Package Provider
Aggregate production and ready mixed concrete were logical targets for a Sylvania, Ohio, partnership looking at opportunities beyond a longtime family trucking business. But after The Stansley Group built a loyal customer following for materials production and delivery services, owners figured it was time to look downstream.
Integrated Concrete Products, the company's newest franchise, begins its second year this month, producing conventional, split-face and colored block, plus more recently added Rockwood segmental retaining wall units. Although the producer is positioned to serve the Ohio-Indiana Turnpike (Interstate 80) and Detroit-Toledo (Interstate 75) corridors, a local opportunity compelled investment in a four-at-a-time block machine versus smaller capacity equipment more typical of an operator in a medium-sized population center.
“The City of Toledo passed a referendum to support a 10-year construction plan calling for six new schools a year. This creates a strong base for concrete masonry in northwestern Ohio,” notes Scott Stansley, who along with three brothers and a brother-in-law run the Stansley Group.
The $6 million block operation joins established businesses Integrated Resources (five northwestern Ohio ready mixed plants); Stansley Mineral Resources (two limestone quarries, three sand and gravel pits, Ohio and Michigan); and, Sylvester Material Co. (100-plus dump, tanker fleet). Integrated Concrete occupies eight acres of a 20-acre property the Stansleys first set up for trucking and ready mixed.
The 30,000-sq.-ft. plant is equipped with a Besser Ultrapac II machine and an aggregate bin comprised of four 100-ton compartments, plus Standley coloring system. The configuration translates to an optimal production level of 10 million block annually. The first year of operation, coinciding with a sizable drop in commercial construction around the Great Lakes states, has seen the plant march a third of the way toward that output level. Assisting Scott Stansley in the plant launch have been his niece, Kristin Stansley, serving as manager; and Mark Chapman, machine operator and production scheduler.
TWIN SHAFT SHIFT
At the heart of the batch plant is a Simen MSO2500 twin shaft mixer — the Stansley Group's second such unit. The first unit, a 6-yd. model installed as a retrofit on a highway plant, is engaged in a 175,000-yd. contract tied to one of the largest bridges under construction in North America — the Maumee River Crossing in downtown Toledo (Concrete Products, “Cable ready,” April 2003). Integrated Resources landed the Ohio Department of Transportation contract after demonstrating a capacity to meet quality control guidelines on a job with primarily slag cement/Type I portland mix designs.
Participation in Maumee River Crossing is a strong validation for Integrated Resources. Scott Stansley and his family started the business a decade ago and have grown it into five plants running 35 mixer trucks and producing in excess of 225,000 yd. annually. Like Integrated Concrete Products, Resources has been built by greenfield plant development. That strategy appears to be paying off in a market which, since 1980, has seen a handful of failed mergers between independent operators trying to cope with overcapacity.

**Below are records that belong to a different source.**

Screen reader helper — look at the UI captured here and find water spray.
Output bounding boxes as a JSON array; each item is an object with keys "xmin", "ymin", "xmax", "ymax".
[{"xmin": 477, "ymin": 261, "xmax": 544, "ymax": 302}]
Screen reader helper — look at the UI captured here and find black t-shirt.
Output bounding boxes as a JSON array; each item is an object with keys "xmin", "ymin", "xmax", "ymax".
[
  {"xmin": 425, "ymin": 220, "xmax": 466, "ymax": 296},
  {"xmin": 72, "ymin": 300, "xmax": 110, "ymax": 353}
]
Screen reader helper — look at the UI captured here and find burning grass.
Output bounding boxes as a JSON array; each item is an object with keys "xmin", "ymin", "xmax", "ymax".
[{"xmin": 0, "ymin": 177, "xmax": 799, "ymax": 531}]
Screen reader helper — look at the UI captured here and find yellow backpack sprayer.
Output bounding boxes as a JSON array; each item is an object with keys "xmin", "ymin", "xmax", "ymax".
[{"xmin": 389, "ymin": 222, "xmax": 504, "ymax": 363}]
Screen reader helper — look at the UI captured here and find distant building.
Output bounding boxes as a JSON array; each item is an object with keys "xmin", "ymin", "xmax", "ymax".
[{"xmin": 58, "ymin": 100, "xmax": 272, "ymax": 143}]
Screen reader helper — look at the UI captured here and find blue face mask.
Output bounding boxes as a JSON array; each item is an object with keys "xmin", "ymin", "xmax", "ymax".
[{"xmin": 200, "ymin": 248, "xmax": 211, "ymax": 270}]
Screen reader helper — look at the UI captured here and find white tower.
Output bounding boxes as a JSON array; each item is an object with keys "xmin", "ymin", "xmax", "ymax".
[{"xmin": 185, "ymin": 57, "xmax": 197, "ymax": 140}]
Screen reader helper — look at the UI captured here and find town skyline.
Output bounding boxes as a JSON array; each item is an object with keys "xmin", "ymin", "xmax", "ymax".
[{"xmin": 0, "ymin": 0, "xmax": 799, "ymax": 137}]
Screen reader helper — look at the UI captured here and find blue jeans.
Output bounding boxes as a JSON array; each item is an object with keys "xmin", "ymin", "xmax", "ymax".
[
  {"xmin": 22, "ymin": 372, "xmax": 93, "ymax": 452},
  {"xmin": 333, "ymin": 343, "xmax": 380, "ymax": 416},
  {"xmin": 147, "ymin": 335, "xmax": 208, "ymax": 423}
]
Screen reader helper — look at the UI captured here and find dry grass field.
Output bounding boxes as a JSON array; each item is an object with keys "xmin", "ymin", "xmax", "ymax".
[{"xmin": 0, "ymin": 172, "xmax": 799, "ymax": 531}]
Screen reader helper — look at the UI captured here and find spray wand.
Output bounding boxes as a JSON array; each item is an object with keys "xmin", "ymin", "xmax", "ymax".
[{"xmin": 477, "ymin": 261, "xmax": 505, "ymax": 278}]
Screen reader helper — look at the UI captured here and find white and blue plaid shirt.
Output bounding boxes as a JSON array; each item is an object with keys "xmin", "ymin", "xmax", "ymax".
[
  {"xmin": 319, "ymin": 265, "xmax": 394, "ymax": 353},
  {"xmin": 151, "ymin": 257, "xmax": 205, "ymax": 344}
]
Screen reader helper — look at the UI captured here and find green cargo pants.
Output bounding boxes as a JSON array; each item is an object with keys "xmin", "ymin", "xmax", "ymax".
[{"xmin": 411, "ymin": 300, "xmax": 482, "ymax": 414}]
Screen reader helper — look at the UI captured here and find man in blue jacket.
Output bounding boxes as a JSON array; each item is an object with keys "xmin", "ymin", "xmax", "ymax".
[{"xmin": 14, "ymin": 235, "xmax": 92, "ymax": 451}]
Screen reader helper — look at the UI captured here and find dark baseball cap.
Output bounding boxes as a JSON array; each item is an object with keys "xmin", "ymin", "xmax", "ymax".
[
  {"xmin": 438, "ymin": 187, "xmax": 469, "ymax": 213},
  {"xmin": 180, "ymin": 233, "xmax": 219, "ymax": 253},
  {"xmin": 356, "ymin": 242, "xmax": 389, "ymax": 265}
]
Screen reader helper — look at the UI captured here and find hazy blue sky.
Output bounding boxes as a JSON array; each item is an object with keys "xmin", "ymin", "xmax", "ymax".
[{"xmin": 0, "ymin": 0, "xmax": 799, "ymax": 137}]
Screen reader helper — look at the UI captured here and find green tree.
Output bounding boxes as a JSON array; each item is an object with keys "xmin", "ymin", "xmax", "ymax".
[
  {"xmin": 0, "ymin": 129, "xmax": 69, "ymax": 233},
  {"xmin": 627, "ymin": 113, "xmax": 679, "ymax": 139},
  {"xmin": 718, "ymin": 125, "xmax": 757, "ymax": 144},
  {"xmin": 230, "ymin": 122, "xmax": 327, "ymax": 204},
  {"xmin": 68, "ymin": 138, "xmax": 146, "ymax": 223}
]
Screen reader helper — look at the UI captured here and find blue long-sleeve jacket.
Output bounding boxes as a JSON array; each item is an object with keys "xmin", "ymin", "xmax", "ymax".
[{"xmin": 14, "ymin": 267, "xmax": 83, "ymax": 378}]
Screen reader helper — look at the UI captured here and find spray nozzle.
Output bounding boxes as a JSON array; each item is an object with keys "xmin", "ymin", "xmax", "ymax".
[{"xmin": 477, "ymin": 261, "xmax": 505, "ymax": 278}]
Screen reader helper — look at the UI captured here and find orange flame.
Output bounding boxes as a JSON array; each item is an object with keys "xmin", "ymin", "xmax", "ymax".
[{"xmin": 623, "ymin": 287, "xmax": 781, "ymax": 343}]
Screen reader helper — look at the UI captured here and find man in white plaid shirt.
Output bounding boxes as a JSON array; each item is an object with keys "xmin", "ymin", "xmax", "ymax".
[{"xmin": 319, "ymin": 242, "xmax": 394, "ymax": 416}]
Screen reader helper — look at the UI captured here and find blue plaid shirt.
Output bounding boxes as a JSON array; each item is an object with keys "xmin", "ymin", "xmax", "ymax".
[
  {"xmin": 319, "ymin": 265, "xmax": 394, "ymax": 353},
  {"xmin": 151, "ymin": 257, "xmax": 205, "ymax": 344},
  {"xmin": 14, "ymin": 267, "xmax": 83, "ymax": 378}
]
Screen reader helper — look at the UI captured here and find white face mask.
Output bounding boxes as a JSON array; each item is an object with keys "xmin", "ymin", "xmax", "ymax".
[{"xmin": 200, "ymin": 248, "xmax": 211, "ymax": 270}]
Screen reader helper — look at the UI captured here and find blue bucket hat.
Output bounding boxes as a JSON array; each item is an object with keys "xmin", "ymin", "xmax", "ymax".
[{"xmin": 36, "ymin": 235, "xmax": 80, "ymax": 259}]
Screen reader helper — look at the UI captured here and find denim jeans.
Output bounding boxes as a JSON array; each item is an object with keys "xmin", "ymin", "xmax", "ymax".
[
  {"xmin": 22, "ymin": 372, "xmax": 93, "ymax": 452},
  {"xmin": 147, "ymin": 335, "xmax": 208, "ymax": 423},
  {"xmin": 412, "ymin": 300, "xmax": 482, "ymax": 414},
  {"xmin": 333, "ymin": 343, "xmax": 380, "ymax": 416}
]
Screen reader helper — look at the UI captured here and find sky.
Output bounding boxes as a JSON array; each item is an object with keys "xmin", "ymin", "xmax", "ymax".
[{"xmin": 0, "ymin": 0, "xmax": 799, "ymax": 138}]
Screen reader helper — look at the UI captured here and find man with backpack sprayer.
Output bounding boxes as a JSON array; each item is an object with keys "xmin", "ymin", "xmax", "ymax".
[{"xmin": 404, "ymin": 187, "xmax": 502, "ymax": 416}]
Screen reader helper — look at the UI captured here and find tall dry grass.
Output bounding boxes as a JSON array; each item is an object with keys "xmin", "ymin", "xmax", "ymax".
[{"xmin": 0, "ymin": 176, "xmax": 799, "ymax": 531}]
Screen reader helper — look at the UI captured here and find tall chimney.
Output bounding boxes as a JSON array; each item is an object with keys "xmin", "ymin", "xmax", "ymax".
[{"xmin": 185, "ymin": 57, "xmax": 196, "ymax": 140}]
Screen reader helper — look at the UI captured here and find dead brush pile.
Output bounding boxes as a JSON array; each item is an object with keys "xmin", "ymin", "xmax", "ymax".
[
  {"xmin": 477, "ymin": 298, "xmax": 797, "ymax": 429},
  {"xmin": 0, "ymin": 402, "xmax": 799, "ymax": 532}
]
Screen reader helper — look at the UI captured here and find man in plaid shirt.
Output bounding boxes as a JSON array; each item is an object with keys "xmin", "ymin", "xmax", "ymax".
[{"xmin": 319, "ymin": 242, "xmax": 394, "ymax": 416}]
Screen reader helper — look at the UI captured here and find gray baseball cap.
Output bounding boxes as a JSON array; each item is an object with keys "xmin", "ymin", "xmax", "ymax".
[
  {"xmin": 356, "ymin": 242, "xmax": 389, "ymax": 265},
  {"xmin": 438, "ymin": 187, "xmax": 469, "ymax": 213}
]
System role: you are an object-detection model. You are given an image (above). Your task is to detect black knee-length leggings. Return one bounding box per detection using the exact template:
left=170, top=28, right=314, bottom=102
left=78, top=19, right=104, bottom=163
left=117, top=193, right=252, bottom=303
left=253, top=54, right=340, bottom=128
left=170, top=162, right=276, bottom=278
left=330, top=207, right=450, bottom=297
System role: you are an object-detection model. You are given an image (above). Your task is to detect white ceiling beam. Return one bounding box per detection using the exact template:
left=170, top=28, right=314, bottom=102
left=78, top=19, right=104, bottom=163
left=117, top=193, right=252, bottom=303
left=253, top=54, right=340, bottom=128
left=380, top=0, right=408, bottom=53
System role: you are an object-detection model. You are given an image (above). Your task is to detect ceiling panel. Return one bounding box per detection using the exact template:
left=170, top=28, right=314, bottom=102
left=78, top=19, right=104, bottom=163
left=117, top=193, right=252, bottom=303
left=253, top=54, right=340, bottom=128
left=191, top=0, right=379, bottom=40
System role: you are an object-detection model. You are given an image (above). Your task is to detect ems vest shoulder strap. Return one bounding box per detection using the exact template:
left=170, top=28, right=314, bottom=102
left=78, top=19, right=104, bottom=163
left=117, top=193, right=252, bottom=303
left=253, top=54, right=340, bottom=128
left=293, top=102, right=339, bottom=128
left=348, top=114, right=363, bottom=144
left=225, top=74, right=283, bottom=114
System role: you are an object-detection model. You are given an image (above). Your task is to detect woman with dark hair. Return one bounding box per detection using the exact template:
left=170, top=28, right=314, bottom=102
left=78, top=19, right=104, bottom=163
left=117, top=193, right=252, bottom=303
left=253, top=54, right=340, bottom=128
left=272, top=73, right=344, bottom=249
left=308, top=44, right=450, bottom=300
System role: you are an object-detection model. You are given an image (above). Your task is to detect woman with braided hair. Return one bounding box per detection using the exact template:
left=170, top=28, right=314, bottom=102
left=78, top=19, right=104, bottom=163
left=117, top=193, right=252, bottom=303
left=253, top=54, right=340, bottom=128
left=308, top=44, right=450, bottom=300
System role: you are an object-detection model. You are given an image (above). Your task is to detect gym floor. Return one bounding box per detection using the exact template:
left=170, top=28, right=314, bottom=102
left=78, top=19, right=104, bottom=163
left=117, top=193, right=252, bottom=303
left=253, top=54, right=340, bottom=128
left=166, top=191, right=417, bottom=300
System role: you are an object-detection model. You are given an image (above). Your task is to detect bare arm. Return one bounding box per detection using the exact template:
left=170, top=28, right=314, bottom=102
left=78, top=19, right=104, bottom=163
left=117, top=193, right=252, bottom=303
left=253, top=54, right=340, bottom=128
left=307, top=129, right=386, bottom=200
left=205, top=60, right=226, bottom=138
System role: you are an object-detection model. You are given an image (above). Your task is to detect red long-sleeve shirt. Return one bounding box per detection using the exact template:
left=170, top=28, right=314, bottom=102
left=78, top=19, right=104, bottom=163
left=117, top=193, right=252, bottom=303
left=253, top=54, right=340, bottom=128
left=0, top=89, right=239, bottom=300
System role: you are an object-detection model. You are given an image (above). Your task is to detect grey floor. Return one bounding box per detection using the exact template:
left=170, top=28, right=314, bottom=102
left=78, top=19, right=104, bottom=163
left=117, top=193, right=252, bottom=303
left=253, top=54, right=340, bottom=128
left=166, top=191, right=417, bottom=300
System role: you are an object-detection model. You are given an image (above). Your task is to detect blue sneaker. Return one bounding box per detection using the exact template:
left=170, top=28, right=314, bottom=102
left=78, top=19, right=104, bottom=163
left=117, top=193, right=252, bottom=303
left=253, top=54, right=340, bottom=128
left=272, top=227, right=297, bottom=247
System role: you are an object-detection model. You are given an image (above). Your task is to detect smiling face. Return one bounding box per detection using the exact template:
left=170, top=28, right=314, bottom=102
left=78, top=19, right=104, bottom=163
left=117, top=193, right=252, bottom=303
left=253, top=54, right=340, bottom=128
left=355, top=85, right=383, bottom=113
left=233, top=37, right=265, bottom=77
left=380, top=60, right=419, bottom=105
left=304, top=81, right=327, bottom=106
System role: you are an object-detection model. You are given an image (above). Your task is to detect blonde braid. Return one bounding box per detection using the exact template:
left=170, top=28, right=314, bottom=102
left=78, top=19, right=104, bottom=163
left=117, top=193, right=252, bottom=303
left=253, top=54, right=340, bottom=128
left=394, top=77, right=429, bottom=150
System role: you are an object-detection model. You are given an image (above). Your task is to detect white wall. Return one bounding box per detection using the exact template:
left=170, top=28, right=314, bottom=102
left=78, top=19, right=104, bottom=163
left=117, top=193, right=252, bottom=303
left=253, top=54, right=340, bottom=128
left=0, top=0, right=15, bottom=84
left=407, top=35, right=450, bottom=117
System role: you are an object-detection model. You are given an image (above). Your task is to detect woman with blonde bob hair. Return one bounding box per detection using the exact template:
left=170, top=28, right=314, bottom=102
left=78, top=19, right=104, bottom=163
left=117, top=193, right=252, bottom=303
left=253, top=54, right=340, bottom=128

Success in bulk material hauling, and subsequently crushed limestone and sand & gravel production, have given Stansley Group a business model to expand into ready mixed and concrete masonry. “We have a niche with bigger contractors, and block is a natural fit for our plan to vertically integrate,” concludes Scott Stansley. “We are becoming the low-cost provider by packaging trucking services and stone, sand, ready mixed and block product.”